The hope, Murphy notes, is that one day, with enhanced understanding of the biology of pain in both sexes, researchers might design better drugs to specifically target pathways that induce analgesia. Her group is currently working on compounds that could effectively block microglia activation, for example. “Ultimately, [these studies] could point the way to developing more-specific and targeted pharmacotherapies,” Gintzler says. Such therapies would “target certain pathways, or certain cells, that are more active in males or females—rather than bathing the entire nervous system in a narcotic.”

But Gintzler also notes that the backdrop to such work is highly complicated. For one thing, researchers are divided on whether women really do need more morphine than men do—some studies suggest they require less, or about the same amount—clouding the human relevance of the Georgia State team’s most recent findings in rats.

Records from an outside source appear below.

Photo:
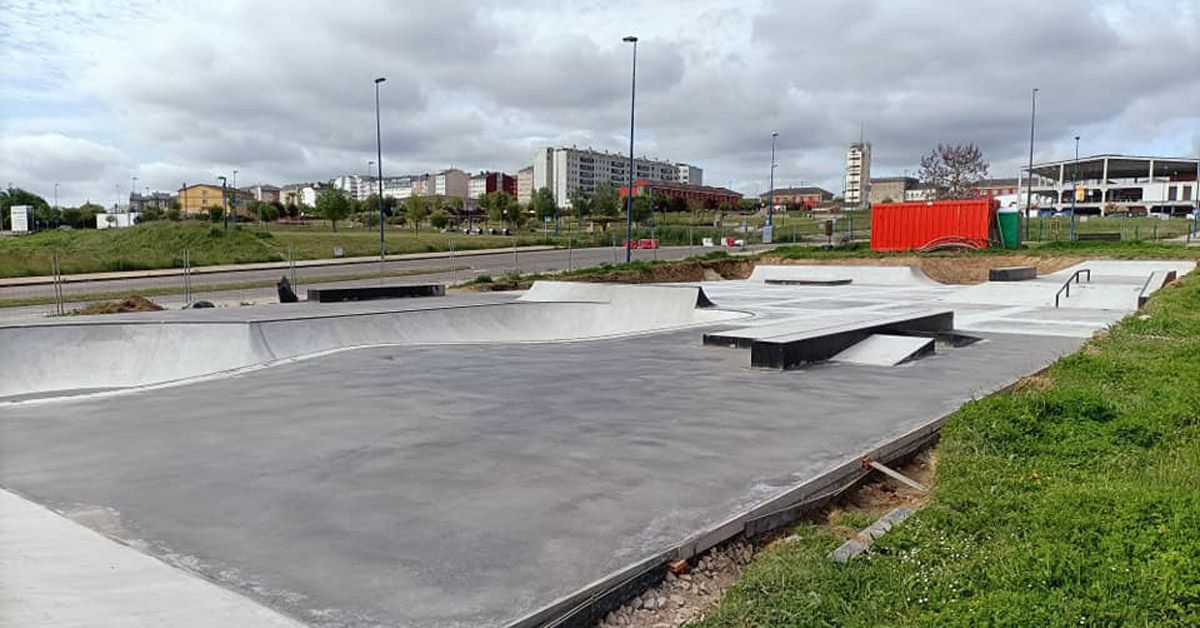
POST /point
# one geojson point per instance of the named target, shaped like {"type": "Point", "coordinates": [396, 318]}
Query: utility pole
{"type": "Point", "coordinates": [383, 250]}
{"type": "Point", "coordinates": [629, 197]}
{"type": "Point", "coordinates": [225, 203]}
{"type": "Point", "coordinates": [1029, 181]}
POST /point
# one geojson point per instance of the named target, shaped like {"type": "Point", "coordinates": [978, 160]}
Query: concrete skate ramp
{"type": "Point", "coordinates": [1114, 286]}
{"type": "Point", "coordinates": [46, 358]}
{"type": "Point", "coordinates": [885, 350]}
{"type": "Point", "coordinates": [855, 274]}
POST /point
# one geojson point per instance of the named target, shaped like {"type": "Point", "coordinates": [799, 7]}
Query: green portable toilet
{"type": "Point", "coordinates": [1009, 227]}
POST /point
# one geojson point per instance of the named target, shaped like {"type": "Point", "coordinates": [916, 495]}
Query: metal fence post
{"type": "Point", "coordinates": [58, 283]}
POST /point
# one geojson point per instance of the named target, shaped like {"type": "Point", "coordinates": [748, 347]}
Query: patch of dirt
{"type": "Point", "coordinates": [946, 269]}
{"type": "Point", "coordinates": [133, 303]}
{"type": "Point", "coordinates": [1033, 382]}
{"type": "Point", "coordinates": [685, 598]}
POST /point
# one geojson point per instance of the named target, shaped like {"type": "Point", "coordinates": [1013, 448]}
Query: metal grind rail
{"type": "Point", "coordinates": [1066, 287]}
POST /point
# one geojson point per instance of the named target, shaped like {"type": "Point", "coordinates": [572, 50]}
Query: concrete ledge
{"type": "Point", "coordinates": [376, 292]}
{"type": "Point", "coordinates": [793, 350]}
{"type": "Point", "coordinates": [1013, 274]}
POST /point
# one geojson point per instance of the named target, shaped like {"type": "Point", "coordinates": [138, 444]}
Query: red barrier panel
{"type": "Point", "coordinates": [907, 226]}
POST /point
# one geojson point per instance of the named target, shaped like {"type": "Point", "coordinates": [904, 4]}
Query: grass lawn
{"type": "Point", "coordinates": [1074, 502]}
{"type": "Point", "coordinates": [161, 245]}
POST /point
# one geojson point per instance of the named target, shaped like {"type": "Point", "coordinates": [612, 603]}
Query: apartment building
{"type": "Point", "coordinates": [807, 196]}
{"type": "Point", "coordinates": [525, 185]}
{"type": "Point", "coordinates": [199, 197]}
{"type": "Point", "coordinates": [491, 181]}
{"type": "Point", "coordinates": [567, 169]}
{"type": "Point", "coordinates": [858, 174]}
{"type": "Point", "coordinates": [690, 174]}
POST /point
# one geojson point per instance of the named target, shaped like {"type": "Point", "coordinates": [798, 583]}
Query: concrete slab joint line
{"type": "Point", "coordinates": [863, 540]}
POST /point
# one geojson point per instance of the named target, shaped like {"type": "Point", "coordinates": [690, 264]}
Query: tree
{"type": "Point", "coordinates": [439, 220]}
{"type": "Point", "coordinates": [581, 205]}
{"type": "Point", "coordinates": [643, 208]}
{"type": "Point", "coordinates": [88, 214]}
{"type": "Point", "coordinates": [498, 205]}
{"type": "Point", "coordinates": [334, 205]}
{"type": "Point", "coordinates": [953, 171]}
{"type": "Point", "coordinates": [71, 216]}
{"type": "Point", "coordinates": [543, 204]}
{"type": "Point", "coordinates": [605, 201]}
{"type": "Point", "coordinates": [415, 209]}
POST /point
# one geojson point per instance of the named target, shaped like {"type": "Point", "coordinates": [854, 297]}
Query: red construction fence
{"type": "Point", "coordinates": [909, 226]}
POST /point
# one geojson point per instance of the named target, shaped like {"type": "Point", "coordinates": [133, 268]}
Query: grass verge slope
{"type": "Point", "coordinates": [1069, 502]}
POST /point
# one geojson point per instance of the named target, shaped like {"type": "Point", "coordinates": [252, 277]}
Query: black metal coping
{"type": "Point", "coordinates": [807, 281]}
{"type": "Point", "coordinates": [1012, 274]}
{"type": "Point", "coordinates": [376, 292]}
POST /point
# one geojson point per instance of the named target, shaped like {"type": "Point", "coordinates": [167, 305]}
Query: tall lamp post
{"type": "Point", "coordinates": [629, 197]}
{"type": "Point", "coordinates": [771, 186]}
{"type": "Point", "coordinates": [1029, 181]}
{"type": "Point", "coordinates": [383, 250]}
{"type": "Point", "coordinates": [225, 203]}
{"type": "Point", "coordinates": [1074, 181]}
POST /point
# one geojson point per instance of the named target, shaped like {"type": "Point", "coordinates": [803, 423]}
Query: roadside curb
{"type": "Point", "coordinates": [83, 277]}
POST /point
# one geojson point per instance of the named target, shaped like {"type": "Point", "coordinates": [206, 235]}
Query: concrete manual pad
{"type": "Point", "coordinates": [443, 483]}
{"type": "Point", "coordinates": [885, 350]}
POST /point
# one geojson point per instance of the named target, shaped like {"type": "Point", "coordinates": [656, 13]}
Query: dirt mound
{"type": "Point", "coordinates": [133, 303]}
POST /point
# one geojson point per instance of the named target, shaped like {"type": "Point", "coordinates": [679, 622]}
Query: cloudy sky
{"type": "Point", "coordinates": [99, 91]}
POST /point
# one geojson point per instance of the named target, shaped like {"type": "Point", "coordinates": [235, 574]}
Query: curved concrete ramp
{"type": "Point", "coordinates": [95, 354]}
{"type": "Point", "coordinates": [855, 274]}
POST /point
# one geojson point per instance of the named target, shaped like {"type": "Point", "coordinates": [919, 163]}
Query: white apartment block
{"type": "Point", "coordinates": [451, 184]}
{"type": "Point", "coordinates": [525, 185]}
{"type": "Point", "coordinates": [567, 169]}
{"type": "Point", "coordinates": [858, 174]}
{"type": "Point", "coordinates": [1105, 184]}
{"type": "Point", "coordinates": [354, 185]}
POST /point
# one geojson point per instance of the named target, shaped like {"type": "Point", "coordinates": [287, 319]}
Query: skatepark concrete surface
{"type": "Point", "coordinates": [459, 461]}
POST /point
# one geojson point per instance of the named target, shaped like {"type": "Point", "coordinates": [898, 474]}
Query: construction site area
{"type": "Point", "coordinates": [487, 459]}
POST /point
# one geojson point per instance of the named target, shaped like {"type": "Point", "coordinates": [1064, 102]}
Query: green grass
{"type": "Point", "coordinates": [147, 246]}
{"type": "Point", "coordinates": [1075, 504]}
{"type": "Point", "coordinates": [161, 245]}
{"type": "Point", "coordinates": [210, 288]}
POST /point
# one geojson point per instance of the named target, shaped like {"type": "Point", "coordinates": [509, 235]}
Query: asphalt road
{"type": "Point", "coordinates": [432, 269]}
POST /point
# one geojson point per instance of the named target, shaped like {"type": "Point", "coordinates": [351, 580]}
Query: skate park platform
{"type": "Point", "coordinates": [478, 461]}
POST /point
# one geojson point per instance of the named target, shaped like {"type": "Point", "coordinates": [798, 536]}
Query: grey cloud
{"type": "Point", "coordinates": [282, 90]}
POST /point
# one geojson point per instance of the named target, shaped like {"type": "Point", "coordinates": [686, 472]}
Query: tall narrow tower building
{"type": "Point", "coordinates": [858, 174]}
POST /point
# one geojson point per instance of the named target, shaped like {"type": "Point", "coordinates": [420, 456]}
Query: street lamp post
{"type": "Point", "coordinates": [771, 186]}
{"type": "Point", "coordinates": [1074, 179]}
{"type": "Point", "coordinates": [629, 197]}
{"type": "Point", "coordinates": [383, 250]}
{"type": "Point", "coordinates": [225, 203]}
{"type": "Point", "coordinates": [1029, 183]}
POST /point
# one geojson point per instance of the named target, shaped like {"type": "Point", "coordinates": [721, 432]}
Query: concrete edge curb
{"type": "Point", "coordinates": [591, 603]}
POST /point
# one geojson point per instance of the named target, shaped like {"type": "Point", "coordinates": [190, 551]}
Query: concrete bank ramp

For another, researchers have proposed alternative explanations for sex differences in human pain processing and alleviation that have no obvious links with the PAG. One famous study, published in the early 2000s, found that after taking into account people’s “gender role expectations”—beliefs about whether men should express feeling pain, for example—once-significant sex differences in pain threshold disappeared (Pain, 96:335-42, 2002).

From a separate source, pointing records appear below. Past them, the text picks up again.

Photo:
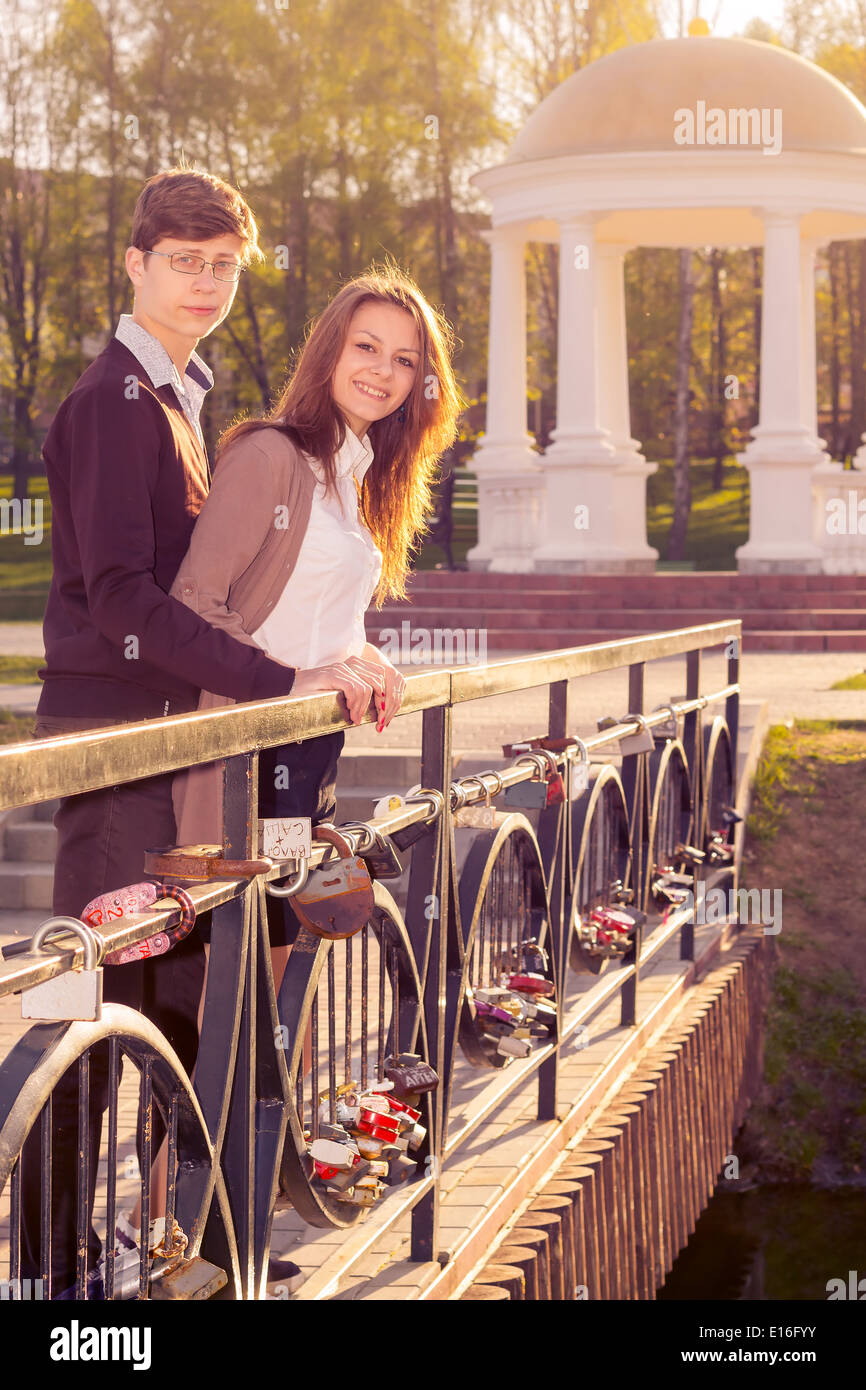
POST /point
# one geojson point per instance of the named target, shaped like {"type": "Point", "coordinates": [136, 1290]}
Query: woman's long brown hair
{"type": "Point", "coordinates": [396, 489]}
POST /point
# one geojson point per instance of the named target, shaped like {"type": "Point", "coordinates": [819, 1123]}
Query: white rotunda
{"type": "Point", "coordinates": [673, 142]}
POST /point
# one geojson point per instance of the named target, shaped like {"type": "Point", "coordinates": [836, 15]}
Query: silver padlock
{"type": "Point", "coordinates": [75, 994]}
{"type": "Point", "coordinates": [638, 742]}
{"type": "Point", "coordinates": [533, 794]}
{"type": "Point", "coordinates": [578, 772]}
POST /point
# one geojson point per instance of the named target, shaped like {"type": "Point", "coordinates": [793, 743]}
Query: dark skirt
{"type": "Point", "coordinates": [295, 780]}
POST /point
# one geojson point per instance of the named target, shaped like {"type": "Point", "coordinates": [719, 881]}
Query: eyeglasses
{"type": "Point", "coordinates": [185, 264]}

Although there are important differences in the way such studies are carried out—in rodents or humans, in models of chronic or acute pain, in studies of pain sensitivity or pain alleviation—this tangle of vying explanations for sex differences in pain research points to a larger confusion in the field, says Jeffrey Mogil, a neuroscientist at McGill University. “You would imagine that [each of these theories] would take a little chunk out of the sex difference and reduce it somewhat,” he says. “But that’s not what all these studies show. . . . They’re all ‘complete’ explanations.”

Of course, it’s conceivable, Mogil adds, that multiple factors—spanning the range from molecular biology to culture—act in series, in which case blocking any one factor could substantially reduce sex differences in humans’ pain experiences. For now, though, he suggests that the most important finding from studies like Murphy’s is simply that qualitative differences exist and warrant further study.

“It doesn’t matter what direction the sex differences go in and how they’re resolved,” Mogil says. “This is a wonky scientific question that scientists will figure out eventually. The bigger picture is: there are sex differences here, and no one would have seen them if they weren’t [conducting research with] both sexes.”